In a preview of that intra-party battle over the top line spending number, Rep. Alexandria Ocasio-Cortez (D-N.Y.) publicly faced off with Democratic Sen. Kyrsten Sinema after the Arizona moderate tweeted late last month that she does not support “a bill that costs $3.5 trillion” and “will work in good faith to develop this legislation” in the coming months.
As senators now prepare for their third vote-a-rama of the year, Republicans have promised a typical no-holds-barred amendment process, to both exhaust their Democratic counterparts and force them into tricky votes that can be used as fuel for future campaign-trail attacks. While amendments during the vote-a-rama are non-binding, they often touch on politically symbolic flashpoints.
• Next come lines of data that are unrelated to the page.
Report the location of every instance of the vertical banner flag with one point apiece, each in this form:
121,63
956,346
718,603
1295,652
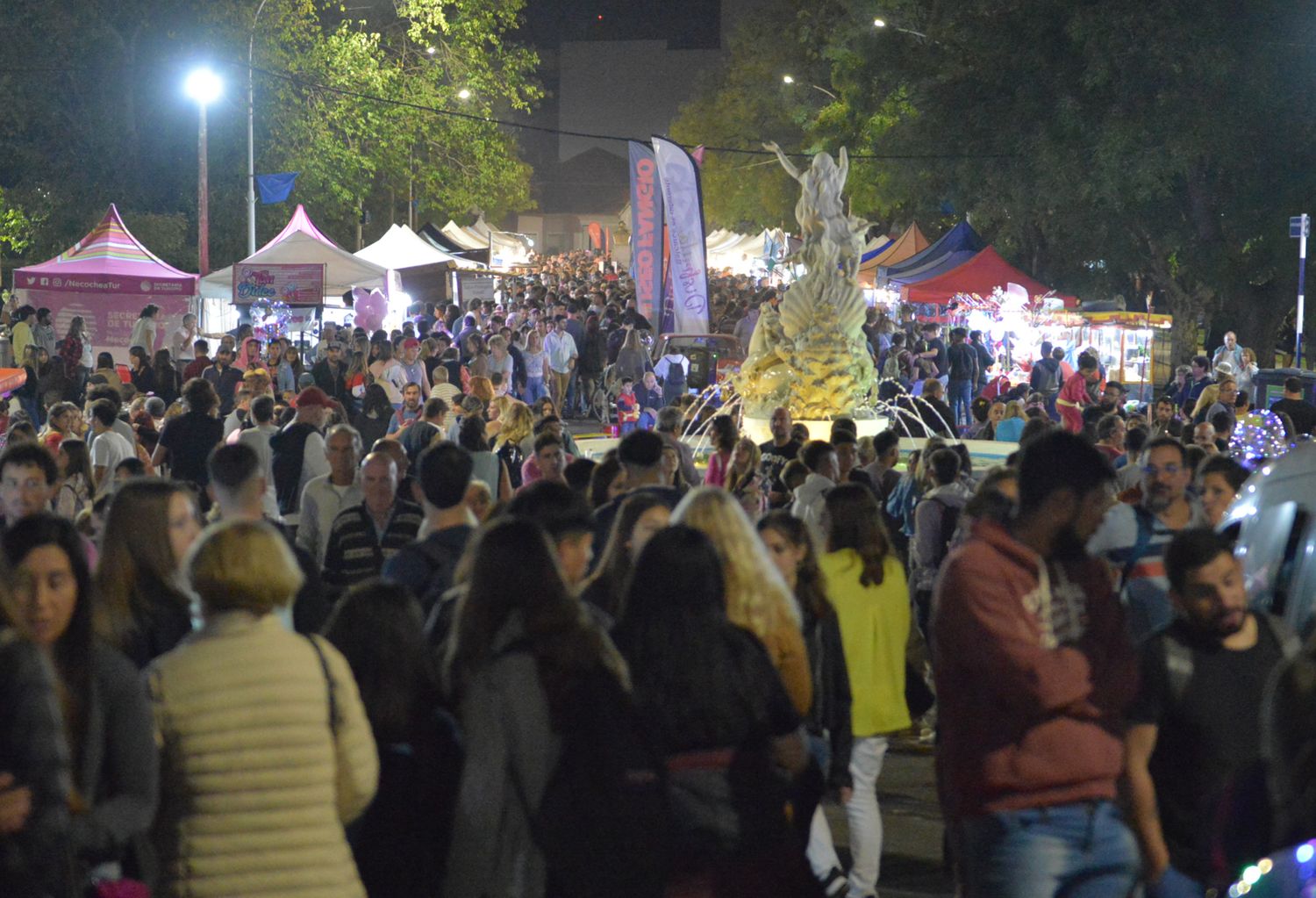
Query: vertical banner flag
645,229
683,207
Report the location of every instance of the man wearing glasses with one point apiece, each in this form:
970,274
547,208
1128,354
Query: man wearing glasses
1132,537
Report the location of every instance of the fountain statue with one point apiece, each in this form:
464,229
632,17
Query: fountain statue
810,352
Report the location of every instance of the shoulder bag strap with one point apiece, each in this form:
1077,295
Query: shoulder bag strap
333,698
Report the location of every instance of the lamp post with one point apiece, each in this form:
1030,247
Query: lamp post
252,134
204,87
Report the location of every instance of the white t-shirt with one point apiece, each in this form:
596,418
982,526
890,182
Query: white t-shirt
108,449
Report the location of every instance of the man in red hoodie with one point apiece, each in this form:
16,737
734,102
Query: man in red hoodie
1033,674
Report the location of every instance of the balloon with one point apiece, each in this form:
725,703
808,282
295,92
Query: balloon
370,308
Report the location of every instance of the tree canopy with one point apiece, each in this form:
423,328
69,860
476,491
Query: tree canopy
1115,147
95,113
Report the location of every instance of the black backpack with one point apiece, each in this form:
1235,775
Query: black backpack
604,824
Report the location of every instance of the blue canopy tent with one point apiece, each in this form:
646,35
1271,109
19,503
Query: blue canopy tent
961,239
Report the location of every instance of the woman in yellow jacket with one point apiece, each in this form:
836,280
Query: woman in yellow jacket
266,751
757,597
868,589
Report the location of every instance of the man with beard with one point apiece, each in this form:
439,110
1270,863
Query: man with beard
1134,537
1026,624
1189,740
774,455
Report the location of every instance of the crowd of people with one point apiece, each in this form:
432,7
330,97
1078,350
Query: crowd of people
361,618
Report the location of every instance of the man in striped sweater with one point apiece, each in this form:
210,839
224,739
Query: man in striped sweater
365,536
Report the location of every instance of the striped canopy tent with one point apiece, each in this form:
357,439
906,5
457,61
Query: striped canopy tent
908,244
108,278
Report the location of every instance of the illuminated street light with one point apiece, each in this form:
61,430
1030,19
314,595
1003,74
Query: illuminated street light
204,87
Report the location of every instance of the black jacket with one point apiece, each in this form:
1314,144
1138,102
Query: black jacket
831,710
37,860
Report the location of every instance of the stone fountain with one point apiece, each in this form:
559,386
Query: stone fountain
810,352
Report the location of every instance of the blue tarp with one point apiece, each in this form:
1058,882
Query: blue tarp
960,239
876,250
934,266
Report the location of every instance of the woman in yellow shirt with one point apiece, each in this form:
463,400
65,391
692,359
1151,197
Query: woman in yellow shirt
868,589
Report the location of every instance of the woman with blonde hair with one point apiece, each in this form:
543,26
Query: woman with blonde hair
757,597
516,426
1208,398
149,528
266,747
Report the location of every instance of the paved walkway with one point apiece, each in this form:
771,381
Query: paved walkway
912,830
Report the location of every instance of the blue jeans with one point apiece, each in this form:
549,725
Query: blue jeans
1068,851
534,390
961,394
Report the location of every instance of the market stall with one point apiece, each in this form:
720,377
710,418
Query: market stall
1134,347
299,268
107,278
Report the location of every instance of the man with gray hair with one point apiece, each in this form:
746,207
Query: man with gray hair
326,495
669,428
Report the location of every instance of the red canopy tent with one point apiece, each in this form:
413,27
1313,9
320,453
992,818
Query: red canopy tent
978,276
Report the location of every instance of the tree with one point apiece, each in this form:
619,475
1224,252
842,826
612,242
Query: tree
1105,145
99,116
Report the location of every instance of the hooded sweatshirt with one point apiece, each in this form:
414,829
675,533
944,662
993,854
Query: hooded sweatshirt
1033,676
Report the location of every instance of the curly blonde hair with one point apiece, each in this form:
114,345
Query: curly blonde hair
757,597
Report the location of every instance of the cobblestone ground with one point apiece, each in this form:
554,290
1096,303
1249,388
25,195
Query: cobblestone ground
911,856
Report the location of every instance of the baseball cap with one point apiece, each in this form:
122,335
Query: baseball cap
312,397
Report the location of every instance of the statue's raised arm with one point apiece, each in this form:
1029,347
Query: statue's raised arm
786,163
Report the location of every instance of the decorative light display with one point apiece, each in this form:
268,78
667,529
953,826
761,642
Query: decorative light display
1258,436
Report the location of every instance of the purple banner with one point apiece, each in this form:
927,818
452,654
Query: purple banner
295,284
104,284
683,208
645,229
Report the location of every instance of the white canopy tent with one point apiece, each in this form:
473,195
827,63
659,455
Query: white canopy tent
300,242
403,248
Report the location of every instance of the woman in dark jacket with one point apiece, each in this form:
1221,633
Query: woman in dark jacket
402,840
721,716
594,356
828,723
371,421
105,710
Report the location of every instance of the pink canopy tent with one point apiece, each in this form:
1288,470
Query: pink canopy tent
981,274
107,278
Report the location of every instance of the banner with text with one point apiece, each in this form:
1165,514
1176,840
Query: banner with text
110,316
295,284
645,229
683,208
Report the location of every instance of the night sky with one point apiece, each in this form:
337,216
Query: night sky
686,24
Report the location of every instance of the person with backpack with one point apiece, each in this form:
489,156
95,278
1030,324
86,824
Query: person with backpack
724,722
557,792
426,566
1190,744
934,521
1134,537
402,840
962,373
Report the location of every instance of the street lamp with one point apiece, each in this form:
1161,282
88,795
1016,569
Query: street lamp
204,87
252,134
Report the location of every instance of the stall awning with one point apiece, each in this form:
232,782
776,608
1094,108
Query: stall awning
982,274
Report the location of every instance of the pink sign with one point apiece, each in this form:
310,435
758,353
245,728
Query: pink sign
104,284
295,284
111,318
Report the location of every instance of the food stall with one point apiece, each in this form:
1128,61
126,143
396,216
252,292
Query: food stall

Even though the Senate was scheduled to adjourn already for August recess — and senators in both parties are worn out after weeks of wrangling over the bipartisan infrastructure bill — Republicans are intent on making Democrats suffer for choosing the reconciliation route instead of negotiating a deal that at least 10 Republican senators could support.
“Initiating another budget reconciliation process in a 50-50 Senate is as willfully partisan and go-it-alone as it gets,” Senate Minority Leader Mitch McConnell said, “especially in a Senate that keeps proving we can do bipartisan work.”
While Democrats have said their final $3.5 trillion plan will be fully paid for, the budget resolution unveiled Monday assumes the legislation will add hundreds of billions of dollars to the deficit. The majority party plans to offset much of the cost of the final package with a slew of tax hikes and savings from policies like empowering Medicare to negotiate prices with pharmaceutical companies.
Democratic leaders also contend that the core policies in the package will lead to long-term economic growth and an eventual surge in revenue — the same “dynamic scoring” assumption they bashed Republicans for using to claim a lower price tag for the 2017 tax cuts. The Congressional Budget Office won’t factor in many of those assumptions, however, since programs such as universal pre-kindergarten are not expected to substantially boost the inflow of taxes for well over a decade.